In the summer of 1841 Philip Hone, the New York merchant and politician whose diary has been such a rich mine of illuminating comment upon his contemporaries, “went on another pleasant excursion up the [Hudson] valley to Tarrytown.…” One of the sights of that idyllic countryside to inspire his diaristic pen was the new country villa of his old political rival, General William Paulding.

“In the course of our drive we went to see Mr. Paulding’s magnificent house, yet unfinished, on the bank below Tarrytown. It is an immense edifice of white or gray marble, resembling a baronial castle, or rather a Gothic monastery, with towers, turrets and trellises; archways, armories and airholes; peaked windows and pinnacled roofs, and many other fantastics too tedious to enumerate, the whole constituting an edifice of gigantic size, with no room in it; which if I mistake not, will one of these days be designated as ‘Paulding’s folly’…”

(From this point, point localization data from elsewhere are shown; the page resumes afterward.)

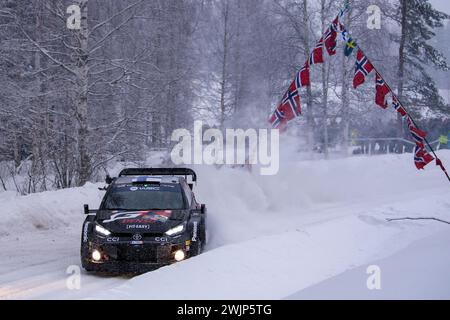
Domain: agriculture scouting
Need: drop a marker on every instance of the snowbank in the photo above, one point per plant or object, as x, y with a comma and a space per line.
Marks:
46, 210
270, 237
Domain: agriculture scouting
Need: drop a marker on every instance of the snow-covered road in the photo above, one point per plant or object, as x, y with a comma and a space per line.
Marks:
271, 237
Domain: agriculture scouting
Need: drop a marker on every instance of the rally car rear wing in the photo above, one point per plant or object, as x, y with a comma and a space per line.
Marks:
159, 172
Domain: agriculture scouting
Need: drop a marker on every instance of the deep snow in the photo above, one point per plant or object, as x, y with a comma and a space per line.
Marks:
270, 237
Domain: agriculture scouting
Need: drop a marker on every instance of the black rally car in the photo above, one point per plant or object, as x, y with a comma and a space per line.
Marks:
148, 218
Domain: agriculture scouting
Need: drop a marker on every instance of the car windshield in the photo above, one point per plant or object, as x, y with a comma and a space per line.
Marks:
145, 197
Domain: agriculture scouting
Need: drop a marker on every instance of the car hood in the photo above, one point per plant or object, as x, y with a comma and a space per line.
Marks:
141, 221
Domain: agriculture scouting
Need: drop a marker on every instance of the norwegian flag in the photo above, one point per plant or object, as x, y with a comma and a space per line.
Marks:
398, 107
317, 54
422, 158
363, 68
331, 39
382, 90
303, 79
278, 119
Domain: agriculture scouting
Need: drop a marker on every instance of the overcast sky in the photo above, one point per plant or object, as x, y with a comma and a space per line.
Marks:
442, 5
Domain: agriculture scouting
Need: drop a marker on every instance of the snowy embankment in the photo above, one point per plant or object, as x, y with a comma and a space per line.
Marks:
270, 237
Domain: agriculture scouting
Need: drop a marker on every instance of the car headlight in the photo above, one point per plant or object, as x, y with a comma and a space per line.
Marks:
176, 230
102, 230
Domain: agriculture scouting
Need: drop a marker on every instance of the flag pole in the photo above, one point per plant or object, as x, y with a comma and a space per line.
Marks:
438, 160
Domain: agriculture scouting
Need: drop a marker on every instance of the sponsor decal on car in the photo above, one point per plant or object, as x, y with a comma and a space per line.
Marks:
85, 232
195, 231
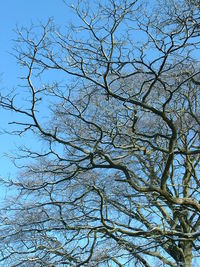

Throughout the ages men have been given to erecting monuments of unsuitable grandeur to their own glory. In the nineteenth century the banks of the lordly Hudson were especially conducive to the construction of a host of inappropriately palatial or uniquely fantastic dwellings. Unlike the enormous “cottages” that erupted at Newport and other fashionable resorts near the close of the century, when ostentatious display had become an essential ingredient of social rank, the large houses of the Hudson Valley were the products of a more romantic and idealistic spirit. Many were buried in remote fastnesses where only eagles and hawks could be impressed by their grandeur. In the dreamy vale of the mists enshrouding the great river, inspired by long attachment to the forts, castles, and other trappings of feudal ancestors and by a deep sense of insecurity here on earth, many men were tempted to build their “castles in the sand” of stone and mortar.

Mr. Hone’s dire prophecy did not come true. Unlike other architectural excrescences that mushroomed over the American landscape in the nineteenth century, General Paulding’s “immense edifice” never became a derelict monument to the folly of man’s pride and vanity. Lyndhurst, as it was christened by a later owner, still stands, recognized by connoisseurs of architecture as “one of the great houses of America … uniting in its walls the beginning and the culmination of Hudson River Gothic.”

For the social historian, the men and women who have lived at Lyndhurst provide a superb epitome of the growth of the American economy in the nineteenth century and an unglossed portrait gallery of those who have been both its leaders and often its choicest beneficiaries. General Paulding was a rich lawyer who married an heiress of the Rhinelander family richer than himself. George Merritt, who bought Lyndhurst from Paulding’s descendants in 1864, was first a prosperous merchant and later a successful investor in the booming industrial by-products of the tremendous growth of railroads in the eighteen-fifties and sixties.